Econometric Relationship between the Agriculture Sector Performance and Economic Growth in Nigeria
DOI:
https://doi.org/10.37256/redr.3220221386Keywords:
agriculture output, economic growth, gross capital formation, NigeriaAbstract
The impact of the agricultural sector in maintaining sustainable economic growth has been a continuous major subject of controversy among scholars. Although some scholars claimed that agriculture is the bedrock for any growing economy and thus a precondition for industrialization, others failed to subscribe to this. This study examines the interaction between the agricultural sector and economic growth in Nigeria from 1981 to 2019 using data obtained from the World Bank development indicators. The unit root test indicates that the variables are all integrated after the first difference which informed the decision to adopt the Vector Error Correction Model (VECM) technique. The result of the estimation shows that Agricultural output has a significantly positive relationship with GDP in the long run.

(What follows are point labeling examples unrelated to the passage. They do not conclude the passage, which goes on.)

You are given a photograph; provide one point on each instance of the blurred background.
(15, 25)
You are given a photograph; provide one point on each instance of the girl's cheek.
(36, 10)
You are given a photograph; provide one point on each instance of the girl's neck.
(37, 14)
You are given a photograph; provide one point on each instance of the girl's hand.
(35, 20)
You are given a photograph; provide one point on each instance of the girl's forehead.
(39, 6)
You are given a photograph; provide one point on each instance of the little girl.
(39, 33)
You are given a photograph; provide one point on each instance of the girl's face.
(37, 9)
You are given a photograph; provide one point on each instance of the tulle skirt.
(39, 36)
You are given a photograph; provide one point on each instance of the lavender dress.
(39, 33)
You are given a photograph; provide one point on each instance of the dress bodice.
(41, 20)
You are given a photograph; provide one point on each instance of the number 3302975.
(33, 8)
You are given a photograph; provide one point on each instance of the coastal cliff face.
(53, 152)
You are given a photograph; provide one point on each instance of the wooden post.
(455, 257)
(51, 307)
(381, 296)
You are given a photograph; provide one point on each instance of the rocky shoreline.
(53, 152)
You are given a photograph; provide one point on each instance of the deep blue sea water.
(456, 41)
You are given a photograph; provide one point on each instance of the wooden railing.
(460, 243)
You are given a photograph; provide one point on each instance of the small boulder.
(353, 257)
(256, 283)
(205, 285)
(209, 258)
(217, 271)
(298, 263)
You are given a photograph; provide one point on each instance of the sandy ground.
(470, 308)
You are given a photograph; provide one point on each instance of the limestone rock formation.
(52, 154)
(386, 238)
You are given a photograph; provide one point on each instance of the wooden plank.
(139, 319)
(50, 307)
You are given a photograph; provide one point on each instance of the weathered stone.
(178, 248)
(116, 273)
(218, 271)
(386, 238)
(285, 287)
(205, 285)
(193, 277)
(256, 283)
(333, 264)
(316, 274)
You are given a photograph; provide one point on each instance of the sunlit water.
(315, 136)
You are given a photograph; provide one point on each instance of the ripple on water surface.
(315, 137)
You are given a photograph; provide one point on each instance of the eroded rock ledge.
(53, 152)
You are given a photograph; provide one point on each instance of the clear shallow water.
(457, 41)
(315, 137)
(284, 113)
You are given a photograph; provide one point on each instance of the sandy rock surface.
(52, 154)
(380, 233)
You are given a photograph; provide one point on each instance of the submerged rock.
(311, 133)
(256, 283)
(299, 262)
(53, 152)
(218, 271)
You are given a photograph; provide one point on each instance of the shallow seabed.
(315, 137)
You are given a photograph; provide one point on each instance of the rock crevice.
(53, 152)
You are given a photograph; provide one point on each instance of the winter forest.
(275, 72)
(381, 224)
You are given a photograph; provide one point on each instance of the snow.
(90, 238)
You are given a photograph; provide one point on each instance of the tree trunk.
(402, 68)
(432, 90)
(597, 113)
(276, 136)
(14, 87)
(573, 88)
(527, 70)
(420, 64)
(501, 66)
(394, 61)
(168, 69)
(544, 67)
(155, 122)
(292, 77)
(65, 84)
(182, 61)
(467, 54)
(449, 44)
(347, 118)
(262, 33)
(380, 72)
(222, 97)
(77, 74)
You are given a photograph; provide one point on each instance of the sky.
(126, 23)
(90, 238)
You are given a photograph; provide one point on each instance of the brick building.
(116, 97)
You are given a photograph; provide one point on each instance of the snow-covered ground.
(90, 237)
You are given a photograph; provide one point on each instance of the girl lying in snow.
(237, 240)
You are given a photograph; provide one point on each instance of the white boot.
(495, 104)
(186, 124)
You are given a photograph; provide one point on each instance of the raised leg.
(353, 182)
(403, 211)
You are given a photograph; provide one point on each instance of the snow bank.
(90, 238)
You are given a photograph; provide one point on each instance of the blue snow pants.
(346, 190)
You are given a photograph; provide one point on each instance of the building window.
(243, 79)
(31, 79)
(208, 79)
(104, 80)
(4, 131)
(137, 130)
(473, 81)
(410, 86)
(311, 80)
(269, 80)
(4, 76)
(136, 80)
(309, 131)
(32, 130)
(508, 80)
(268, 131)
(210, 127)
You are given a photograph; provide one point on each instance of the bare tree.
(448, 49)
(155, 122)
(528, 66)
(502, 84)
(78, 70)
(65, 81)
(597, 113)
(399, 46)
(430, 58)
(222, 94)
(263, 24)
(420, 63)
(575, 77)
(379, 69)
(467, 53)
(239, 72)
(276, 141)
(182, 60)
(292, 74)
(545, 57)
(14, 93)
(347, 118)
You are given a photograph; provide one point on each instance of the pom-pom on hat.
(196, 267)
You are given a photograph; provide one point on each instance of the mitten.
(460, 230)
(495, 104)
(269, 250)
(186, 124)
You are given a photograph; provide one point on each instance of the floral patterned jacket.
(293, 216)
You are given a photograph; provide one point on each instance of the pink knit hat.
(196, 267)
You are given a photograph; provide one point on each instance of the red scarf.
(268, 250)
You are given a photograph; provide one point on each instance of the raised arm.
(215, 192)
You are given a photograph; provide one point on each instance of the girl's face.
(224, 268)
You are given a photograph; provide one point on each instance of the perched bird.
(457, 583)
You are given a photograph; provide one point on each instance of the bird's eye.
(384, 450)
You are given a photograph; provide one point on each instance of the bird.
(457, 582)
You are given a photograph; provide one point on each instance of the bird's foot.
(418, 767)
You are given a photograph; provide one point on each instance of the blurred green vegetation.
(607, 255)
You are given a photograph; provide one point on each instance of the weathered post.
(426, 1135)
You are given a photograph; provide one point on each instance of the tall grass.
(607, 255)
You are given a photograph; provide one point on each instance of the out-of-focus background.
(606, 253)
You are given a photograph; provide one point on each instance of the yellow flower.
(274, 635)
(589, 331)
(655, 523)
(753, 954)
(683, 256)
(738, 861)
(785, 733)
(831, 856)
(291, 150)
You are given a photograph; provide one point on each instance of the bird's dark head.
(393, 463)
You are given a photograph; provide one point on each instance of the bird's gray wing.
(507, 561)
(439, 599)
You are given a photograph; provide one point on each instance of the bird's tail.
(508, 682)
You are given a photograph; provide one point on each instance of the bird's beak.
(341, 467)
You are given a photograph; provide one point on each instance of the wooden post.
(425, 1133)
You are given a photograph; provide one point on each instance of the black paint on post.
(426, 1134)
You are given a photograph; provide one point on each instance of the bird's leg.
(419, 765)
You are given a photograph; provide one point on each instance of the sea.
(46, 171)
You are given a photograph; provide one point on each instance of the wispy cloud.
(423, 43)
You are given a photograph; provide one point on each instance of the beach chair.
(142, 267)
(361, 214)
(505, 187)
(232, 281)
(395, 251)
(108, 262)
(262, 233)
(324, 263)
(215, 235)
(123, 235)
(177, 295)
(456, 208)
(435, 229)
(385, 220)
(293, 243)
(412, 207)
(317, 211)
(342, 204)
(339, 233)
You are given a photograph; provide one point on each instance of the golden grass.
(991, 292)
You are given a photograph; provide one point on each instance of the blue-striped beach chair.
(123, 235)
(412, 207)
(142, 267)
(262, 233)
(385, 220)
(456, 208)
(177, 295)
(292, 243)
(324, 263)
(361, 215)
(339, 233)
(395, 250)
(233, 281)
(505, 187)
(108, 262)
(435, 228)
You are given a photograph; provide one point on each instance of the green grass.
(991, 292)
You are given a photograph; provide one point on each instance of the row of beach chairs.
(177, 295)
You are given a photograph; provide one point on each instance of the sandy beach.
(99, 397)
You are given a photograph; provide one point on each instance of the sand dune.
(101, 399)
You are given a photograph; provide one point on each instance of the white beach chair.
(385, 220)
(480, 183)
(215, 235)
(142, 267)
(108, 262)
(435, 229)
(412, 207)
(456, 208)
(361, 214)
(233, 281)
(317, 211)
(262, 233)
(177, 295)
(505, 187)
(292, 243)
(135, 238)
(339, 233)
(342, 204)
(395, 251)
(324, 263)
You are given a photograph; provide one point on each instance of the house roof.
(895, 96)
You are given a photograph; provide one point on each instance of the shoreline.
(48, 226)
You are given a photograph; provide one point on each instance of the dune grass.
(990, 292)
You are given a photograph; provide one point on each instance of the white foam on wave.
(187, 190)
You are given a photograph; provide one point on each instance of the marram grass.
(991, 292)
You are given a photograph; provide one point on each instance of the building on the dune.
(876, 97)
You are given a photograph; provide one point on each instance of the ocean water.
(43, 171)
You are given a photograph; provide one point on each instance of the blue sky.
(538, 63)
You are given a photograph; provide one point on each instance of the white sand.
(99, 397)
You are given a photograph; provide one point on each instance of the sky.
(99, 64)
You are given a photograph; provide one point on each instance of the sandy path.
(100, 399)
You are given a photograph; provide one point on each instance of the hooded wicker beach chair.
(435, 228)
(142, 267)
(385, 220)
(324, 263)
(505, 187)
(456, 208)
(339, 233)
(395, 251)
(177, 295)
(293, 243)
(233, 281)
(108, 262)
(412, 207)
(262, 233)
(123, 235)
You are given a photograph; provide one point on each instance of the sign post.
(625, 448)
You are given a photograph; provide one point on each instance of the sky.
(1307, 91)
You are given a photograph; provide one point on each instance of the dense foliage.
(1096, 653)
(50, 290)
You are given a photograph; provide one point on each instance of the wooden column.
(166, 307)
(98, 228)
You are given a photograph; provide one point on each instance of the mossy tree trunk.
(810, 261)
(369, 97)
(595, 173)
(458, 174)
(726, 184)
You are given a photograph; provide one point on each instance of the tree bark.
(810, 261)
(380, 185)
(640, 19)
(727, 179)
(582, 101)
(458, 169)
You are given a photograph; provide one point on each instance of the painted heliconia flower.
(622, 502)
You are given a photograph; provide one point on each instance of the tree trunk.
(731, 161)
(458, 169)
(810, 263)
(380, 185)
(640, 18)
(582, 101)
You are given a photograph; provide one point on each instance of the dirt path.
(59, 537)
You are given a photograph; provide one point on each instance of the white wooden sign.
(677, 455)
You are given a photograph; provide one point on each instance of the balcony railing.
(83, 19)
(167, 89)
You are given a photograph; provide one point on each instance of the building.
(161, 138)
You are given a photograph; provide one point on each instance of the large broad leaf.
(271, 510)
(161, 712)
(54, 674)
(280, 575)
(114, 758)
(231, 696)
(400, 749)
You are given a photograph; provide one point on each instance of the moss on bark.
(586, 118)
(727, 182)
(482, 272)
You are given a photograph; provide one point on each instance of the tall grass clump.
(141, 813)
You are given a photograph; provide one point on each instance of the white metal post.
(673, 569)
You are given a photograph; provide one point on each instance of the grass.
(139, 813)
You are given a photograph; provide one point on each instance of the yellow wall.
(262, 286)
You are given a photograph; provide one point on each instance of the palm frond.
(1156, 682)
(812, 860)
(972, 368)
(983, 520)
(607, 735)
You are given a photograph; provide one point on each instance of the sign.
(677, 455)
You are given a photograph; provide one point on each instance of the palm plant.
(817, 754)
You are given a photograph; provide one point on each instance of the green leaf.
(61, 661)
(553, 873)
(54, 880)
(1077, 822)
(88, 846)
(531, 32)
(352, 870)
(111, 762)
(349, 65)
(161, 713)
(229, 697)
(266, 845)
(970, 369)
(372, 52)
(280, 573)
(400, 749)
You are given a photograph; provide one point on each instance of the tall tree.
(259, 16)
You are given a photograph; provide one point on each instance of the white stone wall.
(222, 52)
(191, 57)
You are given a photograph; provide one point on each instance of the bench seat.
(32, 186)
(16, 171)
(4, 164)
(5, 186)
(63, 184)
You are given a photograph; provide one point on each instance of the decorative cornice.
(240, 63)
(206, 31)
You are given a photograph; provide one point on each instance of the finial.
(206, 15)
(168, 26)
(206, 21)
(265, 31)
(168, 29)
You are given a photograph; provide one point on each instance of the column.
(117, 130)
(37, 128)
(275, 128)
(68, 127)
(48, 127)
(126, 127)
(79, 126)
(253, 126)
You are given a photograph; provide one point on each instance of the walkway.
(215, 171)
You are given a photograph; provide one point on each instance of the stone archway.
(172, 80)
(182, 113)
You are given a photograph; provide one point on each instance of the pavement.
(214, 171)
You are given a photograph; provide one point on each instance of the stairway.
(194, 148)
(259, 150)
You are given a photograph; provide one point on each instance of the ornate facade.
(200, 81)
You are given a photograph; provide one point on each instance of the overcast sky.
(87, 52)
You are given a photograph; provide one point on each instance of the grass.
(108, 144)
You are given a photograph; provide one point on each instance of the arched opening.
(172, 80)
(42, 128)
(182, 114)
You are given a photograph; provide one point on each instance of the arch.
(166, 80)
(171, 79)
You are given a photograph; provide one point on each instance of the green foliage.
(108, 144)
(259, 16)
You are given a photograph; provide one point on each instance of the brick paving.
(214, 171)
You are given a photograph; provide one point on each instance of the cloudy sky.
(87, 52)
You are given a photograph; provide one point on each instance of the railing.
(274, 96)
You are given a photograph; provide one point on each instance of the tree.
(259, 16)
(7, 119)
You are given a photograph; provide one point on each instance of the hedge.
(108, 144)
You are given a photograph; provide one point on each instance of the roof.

Granger causality shows a uni-directional causal relationship running from agricultural output to GDP. This study recommended that since the agriculture sector is a machine for economic growth in Nigeria, efforts to add value to the sector should be made through increased investment by both government and private sectors. Secondly, the linkages between the agriculture sector and other sectors be strengthened to increase the effect of agriculture sector growth on growth across the sectors. This can be achieved through increased productivity and the development of the agriculture value chain.